BAGHDAD, Iraq – Iraq’s interim government declared a 60-day state of emergency throughout most of the country Sunday as U.S. Marines made final preparations for a ferocious battle in the western rebel stronghold of Fallujah.
Militants increased their attacks for a second day, killing at least 22 policemen in towns northwest of Fallujah and two American soldiers in west Baghdad.
Interim Iraqi Prime Minister Iyad Allawi said invoking martial law would secure the country before elections in January and prevent insurgents from taking the Fallujah fight to other cities.
Martial law gives the interim government sweeping authority to impose curfews, order house-to-house searches and close off entire cities. The law took effect immediately and covered the entire country except the northern Kurdish region.
“This will send a very powerful message that we are serious,” Allawi said. “We want to secure the country so elections can be done in a peaceful way…”
U.S. forces sealed off Fallujah late Sunday, after the emergency law took effect. Loud explosions and U.S. airstrikes continued to rattle residents. Bombings and a gun battle struck the city’s main hospital, where patients including three pregnant women were moved to another wing of the building, said Wissam al Issawi, secretary to the hospital director.
Loud explosions could be heard in the background as al Issawi described in a phone interview the broken windows, bouncing bullets and terrified patients. He broke off the conversation, saying he was worried U.S. forces were tracking cell-phone calls in order to find targets. He emphasized that no rebels were hiding out in the hospital.
Allawi wouldn’t say whether he had given his approval for U.S.-led forces to begin their offensive in Fallujah.
A U.S. military base near Fallujah was a flurry of movement Sunday. Although a date for the fight hasn’t been publicly announced, speeches given by commanders to their troops made it clear the hour was drawing near.
“This is as pure a fight of good against evil as we’re likely to see in our lifetime,” Marine Col. Craig Tucker told troops. “This enemy is a terrorist. He is a hardened criminal. This is not an insurgency – there is no alternative better future for Iraq that is represented by these bastards.”
The crowd around Tucker responded with “hoo-ah,” the traditional military grunt of approval.
Commanders tried to blend a gung-ho message of wiping out the enemy with cautionary notes about shooting civilians. Or, as Tucker put it, “the dichotomy of executing rapid and precise violence and minimum collateral damage.” Those words drew no response.
“I have never been ready for a fight that is as personal as this one,” said Lt. Col. Pete Newell of the 1st Infantry Division, noting that his battalion has suffered four soldiers killed and 21 wounded.
If fired on from a building, Newell said, the troops were to use the biggest guns at their disposal.

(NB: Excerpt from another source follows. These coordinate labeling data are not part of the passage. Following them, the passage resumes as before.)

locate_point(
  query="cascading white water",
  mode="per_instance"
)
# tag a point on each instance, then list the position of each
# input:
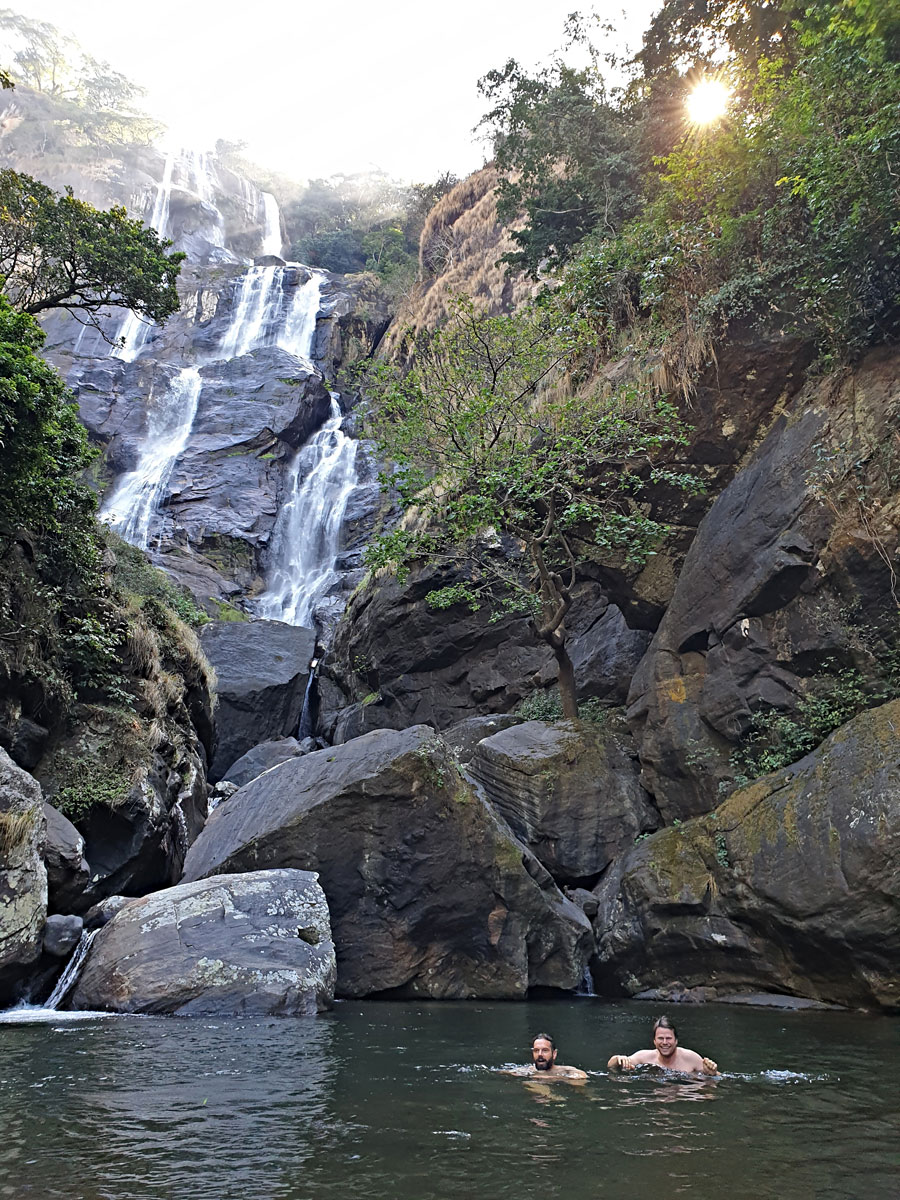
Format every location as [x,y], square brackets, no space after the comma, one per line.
[257,307]
[306,537]
[202,181]
[131,508]
[132,333]
[298,329]
[265,313]
[271,237]
[73,969]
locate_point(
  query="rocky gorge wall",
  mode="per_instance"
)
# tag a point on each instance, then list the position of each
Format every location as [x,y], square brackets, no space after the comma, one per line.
[463,850]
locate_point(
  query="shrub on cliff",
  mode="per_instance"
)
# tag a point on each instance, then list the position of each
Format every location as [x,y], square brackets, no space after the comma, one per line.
[59,252]
[511,477]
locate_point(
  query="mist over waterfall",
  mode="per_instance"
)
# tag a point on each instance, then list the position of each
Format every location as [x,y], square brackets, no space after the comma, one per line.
[133,330]
[136,498]
[232,438]
[307,533]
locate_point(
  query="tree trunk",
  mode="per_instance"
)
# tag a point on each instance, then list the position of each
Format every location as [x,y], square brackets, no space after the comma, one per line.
[567,676]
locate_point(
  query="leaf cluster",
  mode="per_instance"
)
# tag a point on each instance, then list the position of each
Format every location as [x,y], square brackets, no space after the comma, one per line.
[59,252]
[504,469]
[786,213]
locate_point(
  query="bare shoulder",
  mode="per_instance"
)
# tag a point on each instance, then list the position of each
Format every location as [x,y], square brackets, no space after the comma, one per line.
[689,1060]
[570,1073]
[642,1057]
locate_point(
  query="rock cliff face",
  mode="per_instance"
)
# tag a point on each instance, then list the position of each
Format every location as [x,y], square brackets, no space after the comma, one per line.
[791,886]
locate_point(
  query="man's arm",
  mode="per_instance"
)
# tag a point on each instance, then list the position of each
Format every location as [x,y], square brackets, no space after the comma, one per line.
[571,1073]
[700,1066]
[628,1062]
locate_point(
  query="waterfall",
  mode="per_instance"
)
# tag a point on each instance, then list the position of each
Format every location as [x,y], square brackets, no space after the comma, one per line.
[298,330]
[73,969]
[132,333]
[137,496]
[306,537]
[265,313]
[257,307]
[202,183]
[271,237]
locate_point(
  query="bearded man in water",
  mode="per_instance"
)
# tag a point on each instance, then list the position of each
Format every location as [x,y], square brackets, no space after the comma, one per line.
[666,1054]
[544,1063]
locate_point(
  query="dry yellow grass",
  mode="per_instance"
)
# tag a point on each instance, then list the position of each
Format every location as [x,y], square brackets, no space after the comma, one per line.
[459,253]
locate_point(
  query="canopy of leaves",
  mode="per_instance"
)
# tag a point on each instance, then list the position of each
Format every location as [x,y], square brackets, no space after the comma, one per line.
[58,252]
[481,448]
[570,157]
[67,102]
[787,211]
[366,222]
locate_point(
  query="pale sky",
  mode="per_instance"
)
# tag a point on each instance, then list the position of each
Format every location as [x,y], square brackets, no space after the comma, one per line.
[317,89]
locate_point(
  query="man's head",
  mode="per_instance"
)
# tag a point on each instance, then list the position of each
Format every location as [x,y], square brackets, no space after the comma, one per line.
[665,1038]
[544,1053]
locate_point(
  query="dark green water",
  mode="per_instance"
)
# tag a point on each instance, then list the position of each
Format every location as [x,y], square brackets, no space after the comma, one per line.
[403,1102]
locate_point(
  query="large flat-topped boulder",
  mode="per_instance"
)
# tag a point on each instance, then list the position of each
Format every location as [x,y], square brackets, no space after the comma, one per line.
[23,877]
[569,791]
[67,871]
[262,667]
[430,894]
[239,945]
[791,886]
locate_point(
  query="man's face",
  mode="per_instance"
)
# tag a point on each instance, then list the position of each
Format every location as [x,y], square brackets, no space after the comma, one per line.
[543,1054]
[666,1043]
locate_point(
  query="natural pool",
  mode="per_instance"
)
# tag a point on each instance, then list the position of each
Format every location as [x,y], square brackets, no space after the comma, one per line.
[402,1102]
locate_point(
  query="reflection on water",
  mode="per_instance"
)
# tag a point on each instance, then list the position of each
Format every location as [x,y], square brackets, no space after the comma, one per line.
[406,1102]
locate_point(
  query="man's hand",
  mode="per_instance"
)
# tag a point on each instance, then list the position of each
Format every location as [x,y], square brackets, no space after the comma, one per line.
[622,1062]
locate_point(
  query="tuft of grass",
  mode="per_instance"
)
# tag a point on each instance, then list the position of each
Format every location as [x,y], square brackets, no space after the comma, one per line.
[16,829]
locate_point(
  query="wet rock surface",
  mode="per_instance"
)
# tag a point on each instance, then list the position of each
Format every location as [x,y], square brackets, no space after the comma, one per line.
[430,894]
[67,870]
[243,945]
[569,791]
[262,667]
[23,877]
[791,886]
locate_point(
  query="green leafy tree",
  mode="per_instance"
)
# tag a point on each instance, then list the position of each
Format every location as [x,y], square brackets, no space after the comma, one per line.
[43,445]
[59,252]
[569,156]
[510,480]
[786,211]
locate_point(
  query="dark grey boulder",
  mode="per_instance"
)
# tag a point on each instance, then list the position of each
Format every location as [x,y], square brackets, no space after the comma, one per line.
[791,886]
[61,934]
[237,945]
[430,894]
[605,652]
[67,871]
[569,791]
[263,757]
[783,587]
[465,736]
[262,667]
[23,876]
[102,912]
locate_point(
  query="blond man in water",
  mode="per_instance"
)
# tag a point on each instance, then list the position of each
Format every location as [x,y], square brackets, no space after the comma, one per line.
[666,1054]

He told them they’d never seen the amount of firepower – tank rounds, artillery, .50-caliber machine gun fire, missiles and bombs – that would soon pound Fallujah.
Elsewhere in the city, Fallujah fighters shrugged off Allawi’s announcement of martial law.
“We don’t care about any martial law, just Islamic law,” said Ahmed Mazen, a 27-year-old guerrilla.
Early Sunday morning rebels stormed three police stations in the volatile western Anbar province, killing at least 22 people, according to officials.
In west Baghdad, two American soldiers were killed and five others were injured in separate attacks on their convoys.
Also Sunday, three Diyala province officials were shot to death as they traveled to a funeral for an assassinated colleague. Diyala province is in the heart of the violent “Sunni Triangle” north and west of the capital.
A bomb exploded outside the home of Iraq’s finance minister, Adil Abdel-Mahdi, a leading Shiite politician. Abdel-Mahdi was not home. The attack killed one of his guards and wounded another bystander. A U.S. patrol responding to the scene came under small-arms fire; one soldier was injured.